Sunday I heard two phrases new to me that clicked into place a lot of what I believe.
First, our music director Bryan Black quoted Richard Rohr about "mystery" in our faith. It's not any secret of God's that cannot be understood; rather, a mystery in our faith is something infinitely understandable. Whatever we say to pin it down -- whether it's the doctrine of the Trinity, or the incarnation -- will be insufficient. There remains room for exploration and more implications.
Bryan naturally applied this to great music and the poetry we were singing Sunday, "Blessed be the Pure of Heart." The concluding line that God makes a pure heart "his cradle and his throne" is a good example.
Then, our curate Mother Megan Swett used a phrase new to me in her first sermon for St. James, Marietta. I've long heard of God's "unconditional love" for us, but she said it another way that gives us some agency: in light of God's unconditional love, we must accept our "unconditional worth."
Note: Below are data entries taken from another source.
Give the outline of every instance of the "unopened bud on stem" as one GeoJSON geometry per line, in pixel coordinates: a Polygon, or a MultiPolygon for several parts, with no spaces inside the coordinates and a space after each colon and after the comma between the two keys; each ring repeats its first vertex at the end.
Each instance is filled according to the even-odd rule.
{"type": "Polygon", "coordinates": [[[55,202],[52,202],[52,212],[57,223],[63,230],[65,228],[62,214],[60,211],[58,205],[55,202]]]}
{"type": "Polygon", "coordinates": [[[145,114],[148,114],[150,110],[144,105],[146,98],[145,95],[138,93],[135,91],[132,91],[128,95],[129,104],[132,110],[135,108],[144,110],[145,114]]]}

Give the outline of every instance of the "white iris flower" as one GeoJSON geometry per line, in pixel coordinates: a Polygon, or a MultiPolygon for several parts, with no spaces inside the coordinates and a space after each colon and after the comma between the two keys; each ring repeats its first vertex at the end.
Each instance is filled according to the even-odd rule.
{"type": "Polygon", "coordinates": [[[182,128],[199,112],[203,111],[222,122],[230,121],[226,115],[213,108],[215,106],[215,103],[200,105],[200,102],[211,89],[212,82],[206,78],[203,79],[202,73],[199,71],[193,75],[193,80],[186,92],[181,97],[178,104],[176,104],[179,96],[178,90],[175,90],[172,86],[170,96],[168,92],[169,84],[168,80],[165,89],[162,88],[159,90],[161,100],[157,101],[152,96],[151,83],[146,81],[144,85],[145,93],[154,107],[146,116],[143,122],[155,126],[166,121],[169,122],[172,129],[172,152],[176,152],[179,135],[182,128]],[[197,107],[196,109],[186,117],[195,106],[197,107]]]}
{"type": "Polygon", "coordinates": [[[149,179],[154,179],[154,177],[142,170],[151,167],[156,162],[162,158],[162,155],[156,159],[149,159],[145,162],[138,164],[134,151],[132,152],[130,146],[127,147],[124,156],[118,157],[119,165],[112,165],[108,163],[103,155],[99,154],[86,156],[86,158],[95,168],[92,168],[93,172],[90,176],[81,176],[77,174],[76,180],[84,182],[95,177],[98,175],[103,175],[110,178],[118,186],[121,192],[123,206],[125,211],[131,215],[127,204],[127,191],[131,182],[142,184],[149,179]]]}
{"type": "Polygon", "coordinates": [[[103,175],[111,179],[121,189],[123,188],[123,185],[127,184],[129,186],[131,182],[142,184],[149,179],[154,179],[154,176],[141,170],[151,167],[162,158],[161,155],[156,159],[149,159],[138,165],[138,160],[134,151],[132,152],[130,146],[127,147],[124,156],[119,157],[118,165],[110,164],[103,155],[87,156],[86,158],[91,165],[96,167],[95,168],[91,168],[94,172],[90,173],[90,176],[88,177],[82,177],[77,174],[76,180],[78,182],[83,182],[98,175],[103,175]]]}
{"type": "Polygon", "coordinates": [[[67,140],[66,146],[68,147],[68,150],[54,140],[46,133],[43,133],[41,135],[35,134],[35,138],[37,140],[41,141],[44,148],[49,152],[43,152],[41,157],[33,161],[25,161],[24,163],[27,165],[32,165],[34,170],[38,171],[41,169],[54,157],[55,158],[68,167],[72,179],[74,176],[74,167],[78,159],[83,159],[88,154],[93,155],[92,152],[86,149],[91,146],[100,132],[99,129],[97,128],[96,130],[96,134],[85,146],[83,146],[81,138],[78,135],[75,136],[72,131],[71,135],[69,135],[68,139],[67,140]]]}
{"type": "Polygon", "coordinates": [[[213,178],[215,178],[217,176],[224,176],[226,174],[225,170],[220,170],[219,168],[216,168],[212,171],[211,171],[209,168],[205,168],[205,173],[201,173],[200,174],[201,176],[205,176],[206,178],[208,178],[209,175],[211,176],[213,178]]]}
The world, she says, doesn't accept that. Instead, we think we have to create a Self of Worth, and the evil of the world comes from defending that Self, putting that Self ahead of others, or becoming angry and hateful towards those who do not accept the Worth that we have constructed.
In the context of a gospel lesson about taking up our cross and dying to self, she said that's not some performative suffering we do, or some suffering we take on as punishment. It's our Self of Worth that we must give up.
If we were to live as if we believed in our unconditional worth, and in the unconditional worth of others -- well, that would be the kingdom Jesus preached about.